First, we chose the commercial donkey-anti-rabbit IgG antibody for the labelling experiments. This antibody was dissolved in PBS buffer (pH = 7.4) to prepare the IgG antibody solution (1 mg mL⁻¹) and the P-Si-MRh probe was dissolved in DMSO to prepare for the probe solution (1 mg mL⁻¹). We tested various labelling ratios between IgG antibody and P-Si-MRh and various dilution ratios. As shown in Fig. S9,† the best labelling efficiency was observed when the mass concentration ratio between IgG antibody and P-Si-MRh was 4/1 and the dilution ratio was 1/10. Using this mass concentration ratio, we further examined the degree of labelling, determined using UV-vis spectroscopy. The degree of labelling was calculated to be 1.16, indicating that each IgG antibody was labelled with a fluorescent dye. Subsequently, we acquired fluorescence and circular dichroism spectra before and after the labelling. As shown in Fig. 2b, both the fluorescence and circular dichroism spectra changed very little upon labelling with probe, indicative of little effect of labelling on the structures of the IgG antibody and fluorescent dye. These results provided confidence in our ability to interpret the results of our subsequent experiments. The determination of SARS-CoV-2 exposure relies largely on the detection of either IgM or IgG antibodies that are specific for various viral antigens including, but not exclusively, the spike glycoprotein (S1 and S2 subunits, receptor-binding domain) and nucleocapsid protein. The available methodologies used for these determinations include the traditional enzyme-linked immunosorbent assay (ELISA), immunochromatographic lateral flow assay, neutralization bioassay, and specific chemosensors.⁷ Each of these formats shows advantages (speed, multiplexing, automation) and disadvantages (need for trained personnel, dedicated laboratories). Tests complementary to these antibody-detecting methods are the rapid antigen tests wherein antibodies are used to detect the presence of viral antigen in serological samples. Development of high-throughput serology tests is a current focus of major diagnostic companies. Also, fluorescence enzyme-linked immunosorbent assays rely on the fluorescence output, which depend on the fluorescence properties of the fluorescent dyes used. In this manner, we utilized the Si-MARh-labelled IgG antibody to investigate the efficiency of detecting SARS-CoV-2 as illustrated in Scheme 1.

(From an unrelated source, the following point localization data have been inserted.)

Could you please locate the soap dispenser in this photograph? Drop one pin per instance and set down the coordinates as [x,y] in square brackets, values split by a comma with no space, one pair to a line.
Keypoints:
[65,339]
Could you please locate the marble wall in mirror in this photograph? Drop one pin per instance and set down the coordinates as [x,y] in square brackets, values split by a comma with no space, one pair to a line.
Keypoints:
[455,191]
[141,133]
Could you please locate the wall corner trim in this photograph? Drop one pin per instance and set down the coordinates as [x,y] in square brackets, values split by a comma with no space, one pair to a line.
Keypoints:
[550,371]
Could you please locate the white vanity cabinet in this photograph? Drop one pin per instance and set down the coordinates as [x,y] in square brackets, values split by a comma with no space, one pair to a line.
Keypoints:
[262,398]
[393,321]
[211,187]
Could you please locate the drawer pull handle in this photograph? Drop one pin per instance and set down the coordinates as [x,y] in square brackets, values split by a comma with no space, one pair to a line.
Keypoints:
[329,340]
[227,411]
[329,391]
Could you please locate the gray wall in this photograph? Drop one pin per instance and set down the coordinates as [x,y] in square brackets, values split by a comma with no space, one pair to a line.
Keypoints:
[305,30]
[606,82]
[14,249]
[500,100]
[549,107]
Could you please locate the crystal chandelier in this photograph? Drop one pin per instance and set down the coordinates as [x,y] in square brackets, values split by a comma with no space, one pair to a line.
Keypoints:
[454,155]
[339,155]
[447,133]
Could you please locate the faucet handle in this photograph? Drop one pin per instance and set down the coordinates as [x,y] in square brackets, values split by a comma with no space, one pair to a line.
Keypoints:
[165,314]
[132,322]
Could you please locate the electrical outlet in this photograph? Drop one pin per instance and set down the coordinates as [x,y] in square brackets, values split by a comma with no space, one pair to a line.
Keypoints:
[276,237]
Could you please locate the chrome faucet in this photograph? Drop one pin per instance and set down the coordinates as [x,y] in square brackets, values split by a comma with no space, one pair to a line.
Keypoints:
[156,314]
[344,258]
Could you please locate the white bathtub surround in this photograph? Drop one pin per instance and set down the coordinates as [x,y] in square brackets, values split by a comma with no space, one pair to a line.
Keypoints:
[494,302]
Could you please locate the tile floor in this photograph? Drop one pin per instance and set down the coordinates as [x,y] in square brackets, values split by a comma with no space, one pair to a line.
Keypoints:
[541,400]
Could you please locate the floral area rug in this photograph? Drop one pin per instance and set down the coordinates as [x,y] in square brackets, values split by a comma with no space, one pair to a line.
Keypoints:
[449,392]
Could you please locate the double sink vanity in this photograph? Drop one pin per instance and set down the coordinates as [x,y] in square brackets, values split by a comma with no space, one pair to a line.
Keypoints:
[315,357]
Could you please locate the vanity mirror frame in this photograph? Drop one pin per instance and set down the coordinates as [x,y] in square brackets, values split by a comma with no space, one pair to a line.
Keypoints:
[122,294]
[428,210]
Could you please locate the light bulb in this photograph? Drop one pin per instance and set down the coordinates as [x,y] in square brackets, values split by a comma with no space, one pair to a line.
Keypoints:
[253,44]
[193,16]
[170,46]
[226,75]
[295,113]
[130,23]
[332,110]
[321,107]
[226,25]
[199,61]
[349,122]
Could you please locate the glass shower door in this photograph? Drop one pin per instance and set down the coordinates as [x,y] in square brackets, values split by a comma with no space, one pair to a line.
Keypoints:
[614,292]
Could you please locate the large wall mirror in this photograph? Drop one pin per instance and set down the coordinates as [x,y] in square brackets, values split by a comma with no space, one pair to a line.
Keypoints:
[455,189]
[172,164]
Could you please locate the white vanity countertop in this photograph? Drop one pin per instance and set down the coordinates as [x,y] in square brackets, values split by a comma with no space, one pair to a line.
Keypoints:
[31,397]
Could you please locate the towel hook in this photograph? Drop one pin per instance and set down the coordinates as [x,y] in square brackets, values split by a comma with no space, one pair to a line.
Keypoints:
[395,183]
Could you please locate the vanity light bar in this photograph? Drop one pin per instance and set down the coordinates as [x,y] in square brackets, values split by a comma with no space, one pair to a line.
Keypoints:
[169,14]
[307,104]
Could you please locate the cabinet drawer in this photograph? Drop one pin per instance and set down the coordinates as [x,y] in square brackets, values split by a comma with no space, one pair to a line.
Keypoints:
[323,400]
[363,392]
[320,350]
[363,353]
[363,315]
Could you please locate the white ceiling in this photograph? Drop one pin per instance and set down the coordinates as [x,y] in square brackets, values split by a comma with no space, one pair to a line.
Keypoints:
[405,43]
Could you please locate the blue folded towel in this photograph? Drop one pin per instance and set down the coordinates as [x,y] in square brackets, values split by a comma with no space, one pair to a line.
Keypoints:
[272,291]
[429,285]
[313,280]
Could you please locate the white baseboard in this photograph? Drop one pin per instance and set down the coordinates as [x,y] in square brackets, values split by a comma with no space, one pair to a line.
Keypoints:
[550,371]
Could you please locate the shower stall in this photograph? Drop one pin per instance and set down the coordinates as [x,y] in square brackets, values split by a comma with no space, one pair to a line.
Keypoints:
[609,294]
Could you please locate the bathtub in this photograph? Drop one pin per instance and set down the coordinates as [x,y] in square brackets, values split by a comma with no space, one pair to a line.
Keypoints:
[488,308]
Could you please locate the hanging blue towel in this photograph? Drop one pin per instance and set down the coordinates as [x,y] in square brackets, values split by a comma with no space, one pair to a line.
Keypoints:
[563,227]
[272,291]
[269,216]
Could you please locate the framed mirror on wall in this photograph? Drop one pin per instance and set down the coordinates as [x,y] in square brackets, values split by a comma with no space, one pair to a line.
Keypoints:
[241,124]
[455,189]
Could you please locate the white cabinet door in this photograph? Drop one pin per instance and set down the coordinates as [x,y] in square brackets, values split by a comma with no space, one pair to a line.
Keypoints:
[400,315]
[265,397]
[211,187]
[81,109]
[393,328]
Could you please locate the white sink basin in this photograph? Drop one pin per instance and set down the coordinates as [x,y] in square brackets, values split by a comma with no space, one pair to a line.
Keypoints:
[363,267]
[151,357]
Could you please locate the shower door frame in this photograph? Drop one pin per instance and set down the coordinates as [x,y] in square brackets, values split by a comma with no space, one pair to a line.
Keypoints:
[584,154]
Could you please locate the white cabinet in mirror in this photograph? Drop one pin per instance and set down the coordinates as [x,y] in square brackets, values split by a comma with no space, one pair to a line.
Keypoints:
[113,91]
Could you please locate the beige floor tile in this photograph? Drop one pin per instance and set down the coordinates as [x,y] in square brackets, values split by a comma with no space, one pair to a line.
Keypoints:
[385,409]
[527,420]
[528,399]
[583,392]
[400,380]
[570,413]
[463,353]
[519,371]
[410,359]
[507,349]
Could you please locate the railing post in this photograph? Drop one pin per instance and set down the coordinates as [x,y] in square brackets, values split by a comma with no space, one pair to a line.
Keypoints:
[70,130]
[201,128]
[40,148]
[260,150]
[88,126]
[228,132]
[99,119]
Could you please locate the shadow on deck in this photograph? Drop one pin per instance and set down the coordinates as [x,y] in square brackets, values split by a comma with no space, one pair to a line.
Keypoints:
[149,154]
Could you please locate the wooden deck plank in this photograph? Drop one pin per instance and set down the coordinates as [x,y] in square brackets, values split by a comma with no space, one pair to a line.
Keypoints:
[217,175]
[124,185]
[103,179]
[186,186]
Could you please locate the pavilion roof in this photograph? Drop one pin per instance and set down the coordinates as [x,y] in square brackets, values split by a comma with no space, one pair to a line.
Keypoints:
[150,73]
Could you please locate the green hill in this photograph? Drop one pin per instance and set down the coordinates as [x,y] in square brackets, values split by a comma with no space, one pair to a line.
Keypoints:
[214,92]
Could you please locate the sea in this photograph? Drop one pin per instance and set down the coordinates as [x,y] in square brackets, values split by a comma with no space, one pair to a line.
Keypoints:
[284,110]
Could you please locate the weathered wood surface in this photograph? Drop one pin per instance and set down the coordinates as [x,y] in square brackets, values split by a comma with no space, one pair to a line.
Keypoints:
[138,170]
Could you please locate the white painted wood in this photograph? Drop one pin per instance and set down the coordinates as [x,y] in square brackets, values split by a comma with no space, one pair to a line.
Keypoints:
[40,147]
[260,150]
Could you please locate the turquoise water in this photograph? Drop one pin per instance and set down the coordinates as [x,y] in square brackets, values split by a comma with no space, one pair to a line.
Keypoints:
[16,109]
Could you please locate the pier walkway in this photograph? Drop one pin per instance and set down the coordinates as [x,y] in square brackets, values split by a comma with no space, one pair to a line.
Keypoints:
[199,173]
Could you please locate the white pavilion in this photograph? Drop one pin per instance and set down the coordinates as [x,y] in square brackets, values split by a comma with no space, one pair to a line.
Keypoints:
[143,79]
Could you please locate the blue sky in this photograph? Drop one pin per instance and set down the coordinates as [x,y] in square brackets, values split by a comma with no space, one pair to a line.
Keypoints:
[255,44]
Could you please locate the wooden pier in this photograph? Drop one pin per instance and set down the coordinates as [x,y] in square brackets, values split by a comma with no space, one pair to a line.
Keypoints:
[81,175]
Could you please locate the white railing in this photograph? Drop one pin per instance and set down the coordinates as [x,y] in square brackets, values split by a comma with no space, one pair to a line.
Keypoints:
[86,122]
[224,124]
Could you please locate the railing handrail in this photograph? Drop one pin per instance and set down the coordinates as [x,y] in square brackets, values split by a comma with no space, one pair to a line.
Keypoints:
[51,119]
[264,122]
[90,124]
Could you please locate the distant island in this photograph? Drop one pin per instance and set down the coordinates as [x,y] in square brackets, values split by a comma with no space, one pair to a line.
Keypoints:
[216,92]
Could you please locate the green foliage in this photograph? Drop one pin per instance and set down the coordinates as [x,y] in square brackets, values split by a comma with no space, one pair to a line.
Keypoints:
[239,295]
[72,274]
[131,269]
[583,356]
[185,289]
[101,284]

Fig. 2 (a) Normalized absorbance spectrum and fluorescence spectrum of P-Si-MRh (10 mM in PBS 7.4). (b) Fluorescence spectra of P-Si-MRh before after being its labelling of IgG (1 mg mL⁻¹ in PBS 7.4). (c) Circular dichroism spectra of IgG before and after being labelled with P-Si-MRh (1 mg mL⁻¹ in PBS 7.4). (d) Absorbance spectra of IgG before after being labelled with P-Si-MRh (1 mg mL⁻¹ in PBS 7.4).

Scheme 1 Schematic presentation of the ELISA-method-based detection of SARS-CoV-2 by P-Si-MRh-labelled IgG antibody (1 mg mL⁻¹ in PBS 7.4).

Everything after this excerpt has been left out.